I started shaving thickness off on my manual surface grinder, but taking a thousandth off at a time got old REALLY fast.

The blade is about 3/4" thick, probably 1.5" x 8" or so.

Is there any possibility that I can take a few .050" passes with a carbide insert facemill to get close, and then go back to the grinder to finish up?

I don't know the manufacturer, alloy, or HT of the blades, but I imagine they must be pretty hard if they're meant to cut mild steel.

I can try it to find out, but would rather not ruin 6 inserts in the process if everyone already knows carbide won't be able to touch it, or will heat it enough to ruin the HT of the blade. :)

Thanks!
 
Solid carbide end mills can cut most hard steel I've successfully cut HSS tooling,ball bearings and races,iorn worker knives ect
I like a .5 4 flute end mill that I hand grind a .05 ish 45` lead on I'd start at 1500 rpm .001 fpt no coolant use air blast full doc small step over like .010 climbing cut and up feed and rpm from there
 
Solid carbide end mills can cut most hard steel I've successfully cut HSS tooling,ball bearings and races,iorn worker knives ect
I like a .5 4 flute end mill that I hand grind a .05 ish 45` lead on I'd start at 1500 rpm .001 fpt no coolant use air blast full doc small step over like .010 climbing cut and up feed and rpm from there

Good starting point, thanks. I've turned a lot of hard and forged steel with carbide (since junk yard car parts are most of my available stock), but didn't know how much harder a shear blade would be. Hard turning can bog my 5hp lathe down on a lot of DOC, I imagine my 2hp mill will be like 10th the MRR because of the geometry of the two tools. However, I don't have a ton of volume to remove, so I'll give something like that a try.
 
Hi all,
A local welder brought an unmarked bench shear in to be "adapted". I don't see how the blades that are on it are original to the machine, because they overlap each other a good 0.300". The only fix is to take thickness off of one or both of them and then resharpen them.

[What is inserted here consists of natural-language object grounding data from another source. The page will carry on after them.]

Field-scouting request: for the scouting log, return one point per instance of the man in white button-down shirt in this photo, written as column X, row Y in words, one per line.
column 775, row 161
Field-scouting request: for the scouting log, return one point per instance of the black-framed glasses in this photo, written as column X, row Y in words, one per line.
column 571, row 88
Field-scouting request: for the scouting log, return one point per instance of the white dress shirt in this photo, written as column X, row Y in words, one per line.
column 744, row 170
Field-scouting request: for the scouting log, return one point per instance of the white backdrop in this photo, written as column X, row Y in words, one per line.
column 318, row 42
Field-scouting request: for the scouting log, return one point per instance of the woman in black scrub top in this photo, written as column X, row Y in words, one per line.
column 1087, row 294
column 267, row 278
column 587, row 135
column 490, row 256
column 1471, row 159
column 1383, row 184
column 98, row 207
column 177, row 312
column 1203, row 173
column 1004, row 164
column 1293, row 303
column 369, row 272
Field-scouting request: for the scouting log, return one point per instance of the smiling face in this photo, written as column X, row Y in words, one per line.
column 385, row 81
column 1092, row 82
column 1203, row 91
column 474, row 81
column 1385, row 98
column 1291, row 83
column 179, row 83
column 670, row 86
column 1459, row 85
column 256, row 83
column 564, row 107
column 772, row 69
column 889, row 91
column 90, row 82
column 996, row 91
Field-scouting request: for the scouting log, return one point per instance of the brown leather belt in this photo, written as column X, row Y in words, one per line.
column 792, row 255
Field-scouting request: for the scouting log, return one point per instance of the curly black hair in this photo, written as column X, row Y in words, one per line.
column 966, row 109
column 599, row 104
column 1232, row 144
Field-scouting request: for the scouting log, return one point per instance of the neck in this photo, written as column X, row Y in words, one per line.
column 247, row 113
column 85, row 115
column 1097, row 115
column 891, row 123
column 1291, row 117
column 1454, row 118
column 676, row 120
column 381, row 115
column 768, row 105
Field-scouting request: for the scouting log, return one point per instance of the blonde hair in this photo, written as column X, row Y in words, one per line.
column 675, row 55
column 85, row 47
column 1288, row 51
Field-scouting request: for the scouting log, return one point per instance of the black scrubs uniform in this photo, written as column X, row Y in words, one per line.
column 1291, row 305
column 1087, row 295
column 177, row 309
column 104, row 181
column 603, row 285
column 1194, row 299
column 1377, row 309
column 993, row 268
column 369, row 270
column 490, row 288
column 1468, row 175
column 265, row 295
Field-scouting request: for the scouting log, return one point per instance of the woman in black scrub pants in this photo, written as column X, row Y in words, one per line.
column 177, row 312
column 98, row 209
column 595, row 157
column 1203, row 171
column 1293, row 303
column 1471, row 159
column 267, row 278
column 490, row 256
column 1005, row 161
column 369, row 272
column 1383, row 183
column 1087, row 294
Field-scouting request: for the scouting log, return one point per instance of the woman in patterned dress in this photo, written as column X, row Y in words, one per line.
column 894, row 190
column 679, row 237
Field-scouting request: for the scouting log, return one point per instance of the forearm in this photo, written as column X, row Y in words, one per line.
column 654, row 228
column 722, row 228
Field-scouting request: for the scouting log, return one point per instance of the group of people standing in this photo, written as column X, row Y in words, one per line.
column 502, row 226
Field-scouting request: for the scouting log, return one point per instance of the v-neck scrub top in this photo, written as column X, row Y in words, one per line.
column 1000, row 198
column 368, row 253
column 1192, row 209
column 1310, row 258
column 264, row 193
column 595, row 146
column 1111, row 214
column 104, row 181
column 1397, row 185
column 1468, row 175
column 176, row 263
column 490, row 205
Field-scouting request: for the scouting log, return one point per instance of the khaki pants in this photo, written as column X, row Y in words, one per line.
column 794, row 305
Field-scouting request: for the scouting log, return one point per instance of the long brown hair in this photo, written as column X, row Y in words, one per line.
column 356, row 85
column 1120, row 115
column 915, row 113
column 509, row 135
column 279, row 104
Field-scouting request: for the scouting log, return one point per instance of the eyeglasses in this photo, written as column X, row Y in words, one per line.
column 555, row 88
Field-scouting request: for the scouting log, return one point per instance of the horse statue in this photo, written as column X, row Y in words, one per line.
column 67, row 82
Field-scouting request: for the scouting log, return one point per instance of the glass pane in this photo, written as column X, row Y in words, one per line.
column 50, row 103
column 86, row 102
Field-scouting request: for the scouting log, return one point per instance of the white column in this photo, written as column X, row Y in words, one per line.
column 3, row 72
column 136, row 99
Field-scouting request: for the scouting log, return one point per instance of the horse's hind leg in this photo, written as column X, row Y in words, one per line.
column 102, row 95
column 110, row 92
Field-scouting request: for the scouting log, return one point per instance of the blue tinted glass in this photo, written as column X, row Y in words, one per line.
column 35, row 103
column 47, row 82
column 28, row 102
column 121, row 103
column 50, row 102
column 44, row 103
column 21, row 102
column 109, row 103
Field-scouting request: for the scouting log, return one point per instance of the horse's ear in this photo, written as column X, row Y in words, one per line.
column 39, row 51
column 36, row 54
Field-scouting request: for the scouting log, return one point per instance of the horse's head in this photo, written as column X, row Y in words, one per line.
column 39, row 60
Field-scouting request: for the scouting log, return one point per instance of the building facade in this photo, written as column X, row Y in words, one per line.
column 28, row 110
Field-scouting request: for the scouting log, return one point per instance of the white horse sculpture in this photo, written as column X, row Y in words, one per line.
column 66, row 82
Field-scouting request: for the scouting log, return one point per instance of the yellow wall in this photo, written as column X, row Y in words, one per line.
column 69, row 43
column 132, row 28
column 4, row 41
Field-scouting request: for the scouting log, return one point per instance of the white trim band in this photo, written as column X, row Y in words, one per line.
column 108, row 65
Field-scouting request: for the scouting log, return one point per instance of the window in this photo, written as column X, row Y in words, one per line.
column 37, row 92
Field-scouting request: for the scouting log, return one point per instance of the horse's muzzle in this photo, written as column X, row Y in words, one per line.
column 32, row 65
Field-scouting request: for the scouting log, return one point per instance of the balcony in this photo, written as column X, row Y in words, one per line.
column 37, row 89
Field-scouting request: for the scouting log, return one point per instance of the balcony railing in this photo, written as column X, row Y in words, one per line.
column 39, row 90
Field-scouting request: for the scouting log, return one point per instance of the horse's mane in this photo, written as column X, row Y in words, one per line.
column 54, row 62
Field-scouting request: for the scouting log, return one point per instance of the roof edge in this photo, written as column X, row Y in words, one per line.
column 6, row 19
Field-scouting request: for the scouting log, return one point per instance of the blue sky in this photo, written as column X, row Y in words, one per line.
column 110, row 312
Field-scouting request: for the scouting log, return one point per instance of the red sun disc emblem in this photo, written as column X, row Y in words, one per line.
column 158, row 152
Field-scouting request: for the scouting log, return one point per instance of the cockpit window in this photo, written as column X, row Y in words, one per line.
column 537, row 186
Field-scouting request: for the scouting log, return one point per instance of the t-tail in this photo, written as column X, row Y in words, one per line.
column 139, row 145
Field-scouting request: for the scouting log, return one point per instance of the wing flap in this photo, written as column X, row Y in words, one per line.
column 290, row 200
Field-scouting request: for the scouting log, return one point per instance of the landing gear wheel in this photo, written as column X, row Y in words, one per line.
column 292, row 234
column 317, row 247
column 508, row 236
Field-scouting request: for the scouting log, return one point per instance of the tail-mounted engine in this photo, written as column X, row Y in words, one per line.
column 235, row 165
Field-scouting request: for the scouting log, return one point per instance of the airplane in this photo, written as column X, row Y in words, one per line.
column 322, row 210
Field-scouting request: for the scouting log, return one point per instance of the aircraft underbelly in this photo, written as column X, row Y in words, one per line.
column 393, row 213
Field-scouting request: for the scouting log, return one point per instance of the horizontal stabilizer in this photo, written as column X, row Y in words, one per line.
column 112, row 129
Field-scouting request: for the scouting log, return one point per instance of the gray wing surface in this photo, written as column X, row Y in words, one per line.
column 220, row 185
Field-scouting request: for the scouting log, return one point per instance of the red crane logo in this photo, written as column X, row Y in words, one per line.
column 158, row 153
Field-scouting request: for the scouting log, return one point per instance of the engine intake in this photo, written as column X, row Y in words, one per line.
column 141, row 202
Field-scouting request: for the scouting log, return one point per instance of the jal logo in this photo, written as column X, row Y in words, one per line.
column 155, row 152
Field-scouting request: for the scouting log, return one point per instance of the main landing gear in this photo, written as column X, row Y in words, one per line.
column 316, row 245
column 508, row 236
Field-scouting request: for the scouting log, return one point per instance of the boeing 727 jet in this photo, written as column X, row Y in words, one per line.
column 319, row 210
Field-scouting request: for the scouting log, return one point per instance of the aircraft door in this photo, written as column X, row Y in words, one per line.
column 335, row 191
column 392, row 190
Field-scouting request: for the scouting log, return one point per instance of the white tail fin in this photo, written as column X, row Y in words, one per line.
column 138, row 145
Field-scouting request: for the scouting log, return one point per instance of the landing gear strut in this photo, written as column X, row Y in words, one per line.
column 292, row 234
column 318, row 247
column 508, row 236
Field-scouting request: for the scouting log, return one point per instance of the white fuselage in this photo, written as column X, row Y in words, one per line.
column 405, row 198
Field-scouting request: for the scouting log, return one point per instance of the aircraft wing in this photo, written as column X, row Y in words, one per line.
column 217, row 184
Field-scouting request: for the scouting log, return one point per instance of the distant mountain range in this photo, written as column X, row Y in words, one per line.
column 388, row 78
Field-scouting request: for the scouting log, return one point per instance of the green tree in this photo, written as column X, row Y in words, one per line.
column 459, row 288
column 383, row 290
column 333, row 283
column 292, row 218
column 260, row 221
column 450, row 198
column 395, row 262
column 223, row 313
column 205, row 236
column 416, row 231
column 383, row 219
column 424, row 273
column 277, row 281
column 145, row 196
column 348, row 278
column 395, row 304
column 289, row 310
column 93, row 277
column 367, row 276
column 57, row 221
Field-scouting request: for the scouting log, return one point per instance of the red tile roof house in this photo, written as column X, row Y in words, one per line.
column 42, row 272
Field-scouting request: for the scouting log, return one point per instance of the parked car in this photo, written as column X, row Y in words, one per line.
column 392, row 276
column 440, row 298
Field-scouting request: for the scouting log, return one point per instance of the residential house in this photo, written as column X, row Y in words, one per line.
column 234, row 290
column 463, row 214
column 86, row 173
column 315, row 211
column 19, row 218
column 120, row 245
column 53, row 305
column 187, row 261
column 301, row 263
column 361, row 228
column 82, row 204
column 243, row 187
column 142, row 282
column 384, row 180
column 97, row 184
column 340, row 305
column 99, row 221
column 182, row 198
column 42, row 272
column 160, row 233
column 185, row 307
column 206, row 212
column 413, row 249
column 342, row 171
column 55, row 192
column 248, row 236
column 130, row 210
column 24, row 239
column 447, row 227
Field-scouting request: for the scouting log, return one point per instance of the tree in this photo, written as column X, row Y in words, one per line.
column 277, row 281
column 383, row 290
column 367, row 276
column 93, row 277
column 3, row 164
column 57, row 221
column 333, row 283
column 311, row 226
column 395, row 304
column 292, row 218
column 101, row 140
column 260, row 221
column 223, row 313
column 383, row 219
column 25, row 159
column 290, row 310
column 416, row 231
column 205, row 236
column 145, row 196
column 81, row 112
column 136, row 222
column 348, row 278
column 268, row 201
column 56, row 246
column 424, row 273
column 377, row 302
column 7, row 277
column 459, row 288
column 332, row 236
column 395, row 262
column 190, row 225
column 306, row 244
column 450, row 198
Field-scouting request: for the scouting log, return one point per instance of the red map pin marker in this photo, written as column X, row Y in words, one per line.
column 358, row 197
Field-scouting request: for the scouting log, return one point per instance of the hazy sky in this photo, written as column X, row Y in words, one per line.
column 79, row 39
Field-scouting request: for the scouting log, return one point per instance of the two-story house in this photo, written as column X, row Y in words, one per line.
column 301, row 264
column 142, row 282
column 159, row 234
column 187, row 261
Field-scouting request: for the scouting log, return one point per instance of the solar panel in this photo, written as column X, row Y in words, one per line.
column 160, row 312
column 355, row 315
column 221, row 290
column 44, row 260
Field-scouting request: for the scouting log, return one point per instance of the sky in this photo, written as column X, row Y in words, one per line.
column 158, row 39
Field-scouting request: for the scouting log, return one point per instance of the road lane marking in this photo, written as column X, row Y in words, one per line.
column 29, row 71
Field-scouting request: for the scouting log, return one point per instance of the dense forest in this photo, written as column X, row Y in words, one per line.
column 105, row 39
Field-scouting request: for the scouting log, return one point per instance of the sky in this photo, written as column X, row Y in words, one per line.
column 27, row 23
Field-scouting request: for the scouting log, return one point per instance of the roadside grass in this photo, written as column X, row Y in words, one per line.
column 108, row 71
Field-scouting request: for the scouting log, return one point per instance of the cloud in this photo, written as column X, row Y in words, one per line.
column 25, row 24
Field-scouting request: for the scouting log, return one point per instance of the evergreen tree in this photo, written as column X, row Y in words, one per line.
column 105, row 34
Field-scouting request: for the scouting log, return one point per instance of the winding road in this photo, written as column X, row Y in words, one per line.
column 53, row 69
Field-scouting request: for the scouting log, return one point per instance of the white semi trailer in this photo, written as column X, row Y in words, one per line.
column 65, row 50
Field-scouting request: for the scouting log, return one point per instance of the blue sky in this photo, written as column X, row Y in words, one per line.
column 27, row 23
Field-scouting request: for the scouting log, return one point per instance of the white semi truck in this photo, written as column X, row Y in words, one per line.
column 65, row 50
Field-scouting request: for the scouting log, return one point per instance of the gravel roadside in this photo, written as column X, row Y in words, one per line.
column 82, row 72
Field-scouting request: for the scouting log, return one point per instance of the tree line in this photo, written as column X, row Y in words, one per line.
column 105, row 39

I started shaving thickness off on my manual surface grinder, but taking a thousandth off at a time got old REALLY fast.

The blade is about 3/4" thick, probably 1.5" x 8" or so.

Is there any possibility that I can take a few .050" passes with a carbide insert facemill to get close, and then go back to the grinder to finish up?

I don't know the manufacturer, alloy, or HT of the blades, but I imagine they must be pretty hard if they're meant to cut mild steel.

I can try it to find out, but would rather not ruin 6 inserts in the process if everyone already knows carbide won't be able to touch it, or will heat it enough to ruin the HT of the blade. :)

Thanks!

You might take passes about .005" deep at the most. But you can feed it pretty hard, so it shouldn't take all that long. The shock of exiting the cut at the edges and near holes will kill your inserts, though. For this abusive sort of work, I'd grab an old 1/2" solid carbide endmill and sharpen up the tip (even just intelligent bevelling of the corners of a used up cutter would be good enough to create short life cutting edges). Crank your way around inside the profile avoiding unnecessary exits until you're near the end.
 
Depending on the HP of your grinder deeper cuts may be possible. I have only 1hp. To do that job I'd cut a step on the wheel, start with a .005 step on the first .100, feed down .005 and see how it cuts. Cold air or better to handle the heat. Increase or decrease feed as needed, step across at .020, and increase from there.
The steps generate less heat than a single .010 cut.